Eventually Belisarius wore down Witiges and captured the Gothic capital of Ravenna in 540. This seemed like the end of the war, but the Goths were not yet beaten. The elected a new king, Totila, and he led a massive resurgence of Gothic resistance. The war dragged on for another 10 years, with catastrophic effects on the local population. Eventually, the exhausted Ostrogothic armies were finally defeated by Narses in 553, but then Romans then had to fend off an invasion by Franks and Alemanni in the same year.

Despite nearly 20 years of fighting, numerous battles, massive casualties, and huge expense, Justinian was simply not able to hold the territory he had reconquered. He could no longer afford to keep sufficient troops in Italy and Africa, and he needed his armies closer to home to fend off other invaders. The long Gothic Wars had wrecked Italy, contributing to the depopulation of vast areas and leaving the peninsula greatly impoverished and former cities, buildings, and monuments ruined for centuries to come. 

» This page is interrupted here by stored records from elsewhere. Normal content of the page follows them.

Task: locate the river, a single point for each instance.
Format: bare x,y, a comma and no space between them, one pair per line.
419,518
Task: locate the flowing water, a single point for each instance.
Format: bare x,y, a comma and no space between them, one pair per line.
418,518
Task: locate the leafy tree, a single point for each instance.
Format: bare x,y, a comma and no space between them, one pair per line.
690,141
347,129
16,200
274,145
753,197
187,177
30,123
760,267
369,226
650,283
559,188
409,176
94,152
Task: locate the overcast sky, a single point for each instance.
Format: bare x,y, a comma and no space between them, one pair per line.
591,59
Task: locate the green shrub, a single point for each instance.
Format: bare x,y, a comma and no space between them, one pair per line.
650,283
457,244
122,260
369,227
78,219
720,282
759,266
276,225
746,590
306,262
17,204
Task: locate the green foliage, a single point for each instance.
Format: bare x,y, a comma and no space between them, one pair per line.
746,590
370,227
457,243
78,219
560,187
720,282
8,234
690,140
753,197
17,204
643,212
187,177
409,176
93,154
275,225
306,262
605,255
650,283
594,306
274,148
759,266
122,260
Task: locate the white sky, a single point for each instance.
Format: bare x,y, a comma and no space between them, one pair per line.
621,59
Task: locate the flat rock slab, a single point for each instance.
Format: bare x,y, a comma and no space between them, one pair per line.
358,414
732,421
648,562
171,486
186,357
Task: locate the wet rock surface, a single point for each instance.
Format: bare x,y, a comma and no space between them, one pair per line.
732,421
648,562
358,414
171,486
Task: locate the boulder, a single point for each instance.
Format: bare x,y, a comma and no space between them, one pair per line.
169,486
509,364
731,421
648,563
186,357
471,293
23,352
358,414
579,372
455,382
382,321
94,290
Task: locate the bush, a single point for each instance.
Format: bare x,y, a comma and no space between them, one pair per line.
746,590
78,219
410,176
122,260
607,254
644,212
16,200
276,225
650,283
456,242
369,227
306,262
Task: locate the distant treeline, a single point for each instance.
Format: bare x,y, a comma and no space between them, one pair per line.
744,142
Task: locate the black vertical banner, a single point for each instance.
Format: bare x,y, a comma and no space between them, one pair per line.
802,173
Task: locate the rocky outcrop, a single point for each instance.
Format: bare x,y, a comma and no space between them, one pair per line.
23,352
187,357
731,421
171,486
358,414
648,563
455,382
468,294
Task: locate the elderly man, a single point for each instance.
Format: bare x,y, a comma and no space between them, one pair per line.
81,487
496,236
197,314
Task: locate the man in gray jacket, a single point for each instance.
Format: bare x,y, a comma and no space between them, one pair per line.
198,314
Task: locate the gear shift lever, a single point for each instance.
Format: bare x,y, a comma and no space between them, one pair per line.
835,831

When the Lombards invaded in 568, the Romans gave up most of their territory, keeping only the narrow strip of the Exarchate of Ravenna and Sicily and eventually losing those territories to new invaders as well. As modern historians such as James J. O’Donnell argue, Italy was still a fairly rich and prosperous place under the Ostrogoths and had recovered well from the upheavals of the fifth century. But it was Justinian’s Gothic Wars and attempts at reconquest that left Italy in ruins, open to invaders from all directions and massively reduced in population.